TEHRAN, Iran (AP) – Iranian engineers began filling a new dam Thursday as archaeologists warned that its reservoir will flood newly discovered antiquities and could damage Iran’s grandest site, the ancient Persian capital of Persepolis.

At the inauguration ceremony, attended by Energy Ministry officials, pipes were opened for water to start flowing into an artificial lake created by the dam spanning the Sivand River, 520 miles south of the capital, Tehran. The lake’s waters will be used to irrigate the area’s farms.

Iranian state-run television said the dam was opened “on the order of the President” Mahmoud Ahmadinejad, but the hard-line Iranian leader did not attend the inauguration.

The launch was delayed for months to give international archaeological teams time to conduct excavations in the area of the planned reservoir after an appeal from the United Nations Educational, Scientific and Cultural Organization.

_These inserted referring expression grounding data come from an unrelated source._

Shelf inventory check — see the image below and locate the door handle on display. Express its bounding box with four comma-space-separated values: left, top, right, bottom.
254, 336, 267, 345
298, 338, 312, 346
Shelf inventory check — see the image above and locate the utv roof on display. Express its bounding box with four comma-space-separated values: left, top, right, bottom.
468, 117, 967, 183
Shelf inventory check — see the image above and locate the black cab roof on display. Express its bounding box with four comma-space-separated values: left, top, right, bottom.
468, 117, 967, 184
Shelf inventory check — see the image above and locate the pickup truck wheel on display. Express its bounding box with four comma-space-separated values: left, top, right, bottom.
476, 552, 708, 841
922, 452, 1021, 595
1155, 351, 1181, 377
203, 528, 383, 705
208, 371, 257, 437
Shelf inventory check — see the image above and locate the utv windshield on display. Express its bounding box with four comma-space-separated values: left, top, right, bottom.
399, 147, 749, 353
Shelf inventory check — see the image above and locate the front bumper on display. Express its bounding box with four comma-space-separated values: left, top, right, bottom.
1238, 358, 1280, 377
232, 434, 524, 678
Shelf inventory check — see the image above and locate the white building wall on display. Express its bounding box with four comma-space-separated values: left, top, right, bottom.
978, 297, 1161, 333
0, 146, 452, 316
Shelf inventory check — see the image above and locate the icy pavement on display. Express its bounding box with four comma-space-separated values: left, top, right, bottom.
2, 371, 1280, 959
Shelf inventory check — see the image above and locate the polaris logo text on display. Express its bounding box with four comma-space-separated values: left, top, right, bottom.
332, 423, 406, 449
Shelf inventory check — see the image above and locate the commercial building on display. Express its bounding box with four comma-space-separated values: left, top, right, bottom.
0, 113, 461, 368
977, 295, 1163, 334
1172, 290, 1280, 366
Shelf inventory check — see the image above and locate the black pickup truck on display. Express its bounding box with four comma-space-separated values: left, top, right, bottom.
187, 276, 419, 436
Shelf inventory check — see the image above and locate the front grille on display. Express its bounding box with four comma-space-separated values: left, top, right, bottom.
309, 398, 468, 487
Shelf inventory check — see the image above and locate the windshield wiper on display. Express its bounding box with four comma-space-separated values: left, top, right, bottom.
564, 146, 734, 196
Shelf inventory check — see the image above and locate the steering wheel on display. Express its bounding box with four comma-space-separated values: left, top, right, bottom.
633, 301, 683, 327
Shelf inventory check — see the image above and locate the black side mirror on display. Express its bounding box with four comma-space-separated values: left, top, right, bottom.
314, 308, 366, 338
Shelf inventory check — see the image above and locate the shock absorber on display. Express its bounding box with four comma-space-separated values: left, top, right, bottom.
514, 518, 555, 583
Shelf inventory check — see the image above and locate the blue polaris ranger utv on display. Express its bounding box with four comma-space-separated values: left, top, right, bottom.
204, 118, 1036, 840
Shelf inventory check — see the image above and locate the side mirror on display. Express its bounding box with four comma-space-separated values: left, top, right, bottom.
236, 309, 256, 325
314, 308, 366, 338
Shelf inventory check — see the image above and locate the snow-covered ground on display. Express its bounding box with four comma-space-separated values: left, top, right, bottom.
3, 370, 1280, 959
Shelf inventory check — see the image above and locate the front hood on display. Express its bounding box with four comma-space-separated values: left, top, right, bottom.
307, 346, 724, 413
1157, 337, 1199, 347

The work yielded significant discoveries such as a road believed to be the Royal Passage of the Achaemenids, a powerful dynasty in ancient Persia in the 6th century B.C., as well as an Achaemenid village with a cemetery and inhabited caves dating back 7,000 years.

Iranian intellectuals and activists condemned the Tehran government for going ahead with the dam, calling it a “stupidity.”

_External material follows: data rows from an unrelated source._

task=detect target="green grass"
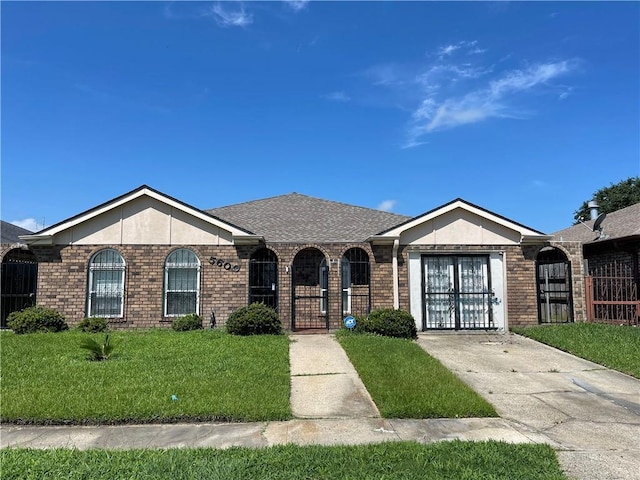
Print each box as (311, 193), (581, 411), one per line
(512, 323), (640, 378)
(0, 329), (291, 424)
(337, 333), (497, 418)
(0, 441), (567, 479)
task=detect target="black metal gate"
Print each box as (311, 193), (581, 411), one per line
(536, 248), (573, 324)
(292, 248), (328, 330)
(249, 248), (278, 310)
(1, 249), (38, 327)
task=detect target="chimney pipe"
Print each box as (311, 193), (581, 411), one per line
(587, 200), (600, 220)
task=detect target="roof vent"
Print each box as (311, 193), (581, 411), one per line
(587, 200), (600, 220)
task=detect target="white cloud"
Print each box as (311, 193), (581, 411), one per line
(322, 91), (350, 102)
(438, 44), (460, 57)
(377, 200), (397, 212)
(408, 58), (578, 141)
(209, 2), (253, 28)
(11, 218), (39, 232)
(285, 0), (310, 12)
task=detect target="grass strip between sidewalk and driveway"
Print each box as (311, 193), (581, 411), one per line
(1, 329), (291, 424)
(337, 332), (497, 418)
(512, 323), (640, 378)
(1, 441), (567, 480)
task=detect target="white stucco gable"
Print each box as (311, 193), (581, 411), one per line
(20, 185), (263, 246)
(369, 198), (550, 246)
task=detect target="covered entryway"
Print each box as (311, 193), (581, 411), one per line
(1, 248), (38, 327)
(292, 248), (328, 331)
(249, 248), (278, 310)
(422, 255), (496, 330)
(536, 247), (573, 323)
(341, 248), (371, 317)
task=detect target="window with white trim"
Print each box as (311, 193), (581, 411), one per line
(88, 249), (125, 318)
(164, 249), (200, 316)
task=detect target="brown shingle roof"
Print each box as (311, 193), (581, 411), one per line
(207, 193), (411, 243)
(1, 220), (33, 244)
(553, 202), (640, 244)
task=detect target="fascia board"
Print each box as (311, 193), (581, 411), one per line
(32, 188), (249, 239)
(380, 201), (544, 239)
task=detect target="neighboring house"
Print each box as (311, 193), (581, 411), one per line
(1, 221), (37, 326)
(552, 202), (640, 325)
(19, 185), (552, 332)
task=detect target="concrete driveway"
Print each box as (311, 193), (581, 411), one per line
(417, 333), (640, 480)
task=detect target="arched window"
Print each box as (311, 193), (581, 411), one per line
(88, 249), (125, 318)
(164, 249), (200, 316)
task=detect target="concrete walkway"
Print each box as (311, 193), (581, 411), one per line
(417, 334), (640, 480)
(2, 332), (639, 480)
(289, 334), (379, 418)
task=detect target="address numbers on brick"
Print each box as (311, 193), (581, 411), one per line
(209, 256), (241, 272)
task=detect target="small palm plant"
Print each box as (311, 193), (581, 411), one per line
(80, 334), (116, 361)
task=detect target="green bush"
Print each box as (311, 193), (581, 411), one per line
(77, 317), (109, 333)
(171, 313), (203, 331)
(6, 305), (68, 334)
(354, 308), (417, 339)
(226, 303), (282, 336)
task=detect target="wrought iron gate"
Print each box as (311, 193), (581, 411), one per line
(249, 248), (278, 310)
(536, 248), (573, 324)
(291, 249), (328, 330)
(1, 249), (38, 327)
(585, 261), (639, 325)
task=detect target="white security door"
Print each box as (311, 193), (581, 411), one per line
(423, 255), (495, 330)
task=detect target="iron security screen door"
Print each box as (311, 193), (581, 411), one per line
(423, 255), (494, 330)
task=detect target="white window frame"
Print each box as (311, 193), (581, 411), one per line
(341, 257), (351, 314)
(164, 249), (201, 317)
(87, 249), (125, 318)
(319, 258), (328, 314)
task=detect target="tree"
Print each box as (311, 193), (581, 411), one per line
(573, 176), (640, 224)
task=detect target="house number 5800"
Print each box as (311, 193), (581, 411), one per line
(209, 256), (241, 272)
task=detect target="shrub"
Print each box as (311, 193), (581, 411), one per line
(6, 305), (68, 334)
(77, 317), (109, 333)
(172, 313), (203, 331)
(226, 303), (282, 336)
(354, 308), (417, 339)
(79, 334), (116, 361)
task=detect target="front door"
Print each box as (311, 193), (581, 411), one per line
(291, 248), (328, 330)
(422, 255), (494, 330)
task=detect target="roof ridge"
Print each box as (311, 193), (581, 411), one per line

Archaeologists say flooding from the dam will submerge the Royal Passage, which linked Persepolis to Susa, two capital cities in ancient Persia, as well as some of the 130 ancient sites along the Tang-e-Bolaghi, a mountain path that crosses the Sivand River.

There are also concerns that humidity, spreading through underground water from the dam, could damage nearby Persepolis.

The sprawling ruins, Greek for “City of Persians,” are famed for the grand double stairway rising to a wide, terraced audience hall with 72 columns. Sacked by Alexander the Great about 330 B.C., the old city is visited by millions every year, mostly Iranians but also foreigners.

Experts also worry about Pasargadae, an ancient capital built by Cyrus the Great sometime after 550 B.C. that holds his tomb.

Both Persepolis and Pasargadae, only 19 miles and 5 miles away from the dam, are on UNESCO’s list of World Heritage Sites.

Iran’s Islamic-oriented government has not shown much concern for cultural sites from the Persian era, unlike the country’s more recent Muslim monuments.

The official IRNA news agency quoted Vice President Rahim Mashaei, who is also head of Iran’s Cultural Heritage Organization, as saying Thursday that the “opening of the Sivand Dam is no danger for Pasargadae” but did not mention the Royal Passage or Persepolis.

Archaeologist Parviz Varjavand said “irreplaceable human heritage” will be lost.

“This ruling establishment gives no value to Iran’s cultural heritage. It is an act of stupidity and obstinacy,” he said.